Instead, the mechanisms described in Section 5.1, Confusability Mitigation Diagnostics, should be used. These can then be surfaced in display, for instance, using “squiggles” as for other warnings.

4.4 Syntax Highlighting

Many spoofing issues involve confusion over the extent of string literals and comments, so that executable text looks non-executable, or vice-versa. Syntax highlighting can mitigate such issues, by making the extent of such tokens visually evident. Note that syntax highlighting based on color can be an accessibility issue; if color is used, it is advisable to change luminosity and saturation as well has hue. However, syntax highlighting need not be solely based on color; throughout this document, code snippets have comments in italics and reserved words in bold. However, readable stylistic alternatives such as bold and italics do not exist in all writing systems, and are limited in number even in the Latin script.

5 Tooling and Diagnostics

Not all issues can be addressed by improving the display of source code. For instance, the words ΚΑΙ (Greek for AND) and KAI (in Latin script) are expected to display identically; however, having both as identifiers in the same scope is a problem. Compiler and linters warnings are a more appropriate tool to address such issues. Note that the resulting diagnostics may then be visually surfaced by an editor, e.g., as squiggles.

Further, source code is sometimes displayed as plain text in environments that are unaware of its lexical structure, such as in compiler diagnostics or diffs shown in a terminal, patches sent by email, etc. These environments cannot be expected to implement the ordering described in Section 4.1, Bidirectional Ordering; instead, the source code itself should be modified, e.g., by a pretty-printer, to minimize issues when it is displayed as plain text.

5.1 Confusability Mitigation Diagnostics

The diagnostics defined in this section are recommended for use in linters or other sources of editor squiggles. Some of them may need to be turned off in specialized applications, such as scientific computing. However, they are designed to be an unobtrusive default while drastically reducing the possibility of spoofing attacks and the usability issues resulting from visually identical identifiers.

5.1.1 Confusable Detection

Mitigating identifier spoofing requires detecting when identifiers are confusable. A warning to the user is recommended when an identifier is confusable with some other relevant identifier or with a reserved word of the language. An implementation should only diagnose as confusables identifiers that are distinct, yet look identical or confusingly similar; identifiers that are identical, or that are equivalent under any normalization or case equivalence used by the language, should not be flagged.

Section 4, Confusable Detection, in Unicode Technical Standard #39, Unicode Security Mechanisms [UTS39], defines both LTR-confusability and RTL-confusability. In a source code document with LTR atom order, LTR-confusability should be used; in a source code document with RTL atom order, RTL-confusability should be used.

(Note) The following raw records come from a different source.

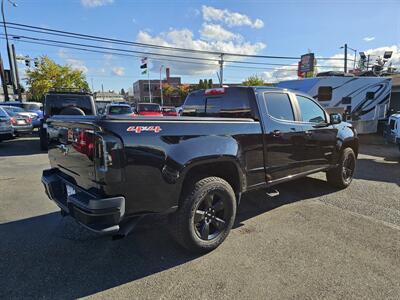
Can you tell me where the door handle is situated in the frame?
[272,130,282,137]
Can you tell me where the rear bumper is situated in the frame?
[42,169,125,234]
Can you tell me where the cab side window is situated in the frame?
[296,95,326,123]
[264,93,294,121]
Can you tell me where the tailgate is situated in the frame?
[47,121,97,189]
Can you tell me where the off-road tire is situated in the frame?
[170,177,237,253]
[326,148,356,189]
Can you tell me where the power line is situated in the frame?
[0,22,299,60]
[0,34,297,71]
[0,22,351,61]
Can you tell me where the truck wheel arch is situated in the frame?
[180,157,245,204]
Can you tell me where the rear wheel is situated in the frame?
[39,128,48,151]
[172,177,236,252]
[326,148,356,189]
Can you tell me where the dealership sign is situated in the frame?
[299,53,314,73]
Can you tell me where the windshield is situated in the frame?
[4,108,17,117]
[137,104,161,112]
[7,107,25,113]
[108,105,132,115]
[162,107,176,112]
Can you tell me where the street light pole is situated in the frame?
[160,65,164,106]
[1,0,19,99]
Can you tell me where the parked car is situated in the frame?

Note: Confusability is determined by the skeleton operation defined in Unicode Technical Standard #39, Unicode Security Mechanisms [UTS39]. It is best to treat the skeleton operation as a black box, and not make unwarranted assumptions about the behavior of the operation. First, it is not determined on a code point by code point basis. For example, skeleton(A) may be identical with skeleton(BC), even though A is shorter than BC. In addition, a likely future enhancement for complex scripts is the addition of contextual skeletons. Then skeleton(XY) may be the same as skeleton(XZ), even though skeleton(Y) ≠ skeleton(Z).
Note: In a development environment where the font is known by the implementation, confusable data specific to the font could be used, avoiding warnings about the confusability of pairs such as I and l or O and 0 that are frequently distinct in fonts used in source code. In particular, implementers of development environments could gather data on confusables within their default font.

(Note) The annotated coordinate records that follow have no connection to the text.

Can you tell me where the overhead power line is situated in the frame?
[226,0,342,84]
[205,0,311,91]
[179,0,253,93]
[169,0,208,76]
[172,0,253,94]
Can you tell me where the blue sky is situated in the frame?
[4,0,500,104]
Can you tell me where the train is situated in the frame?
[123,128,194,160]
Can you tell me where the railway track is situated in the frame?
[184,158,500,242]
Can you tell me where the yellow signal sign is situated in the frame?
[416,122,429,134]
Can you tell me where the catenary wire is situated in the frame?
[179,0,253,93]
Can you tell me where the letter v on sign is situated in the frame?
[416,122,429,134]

The set of “relevant identifiers” to look for depends on the language and the capabilities of the tool implementing this diagnostic.

For instance, consider an editor that is only aware of the lexical structure of a programming language, but cannot resolve dependencies nor determine scopes: that editor could warn on the coexistence of distinct confusable identifiers in the same file (type I in the example below). If that editor is also aware of a workspace of relevant files, it could warn on the coexistence of distinct confusable identifiers anywhere within those files (type II).

On the other hand, a compiler for that programming language, knowing the visibility rules of the language, could warn when an identifier is confusable with a semantically distinct visible name; this would allow it to diagnose confusabilities with names in other libraries, and it would avoid false positive where local variables in unrelated places have confusable names (type III).

Example: Consider the following C program split across two files:

bad_stdlib.c:
#include <ctype.h>
#include <math.h>
// The name of both functions is entirely in Cyrillic.
// The argument is in the Latin script for both.
bool іѕѕрасе(char32_t c) {
  return c == U' ';
}
double ехр(double x) {
  return 1 + x;
}
main.c:
#include <ctype.h>
int main(int argc, char* argv[]) {
  // The name of this variable is a Cyrillic s.
  char* с = argv[1];
  if (isspace(*c)) {
    puts("argv[1] starts with a space");
  }
  // This is a Latin c.
  char c = getchar();
  return c != 'Y';
}

A type I diagnostic will flag the confusability between the variables с (l. 4) and c (l. 9) in main.c.

A type II diagnostic will also flag that; in addition, it will flag іѕѕрасе in bad_stdlib.c and isspace in main.c, because they are confusable with each other; it will also flag c in bad_stdlib.c, because it is confusable with с in main.c.

A type III diagnostic will flag с (l. 4) and c (l. 9) in main.c; it will flag both іѕѕрасе and ехр in bad_stdlib.c, because they are confusable with identifiers included at lines 1 and 2; it will not flag c in bad_stdlib.c nor isspace in main.c, because their confusables are not visible.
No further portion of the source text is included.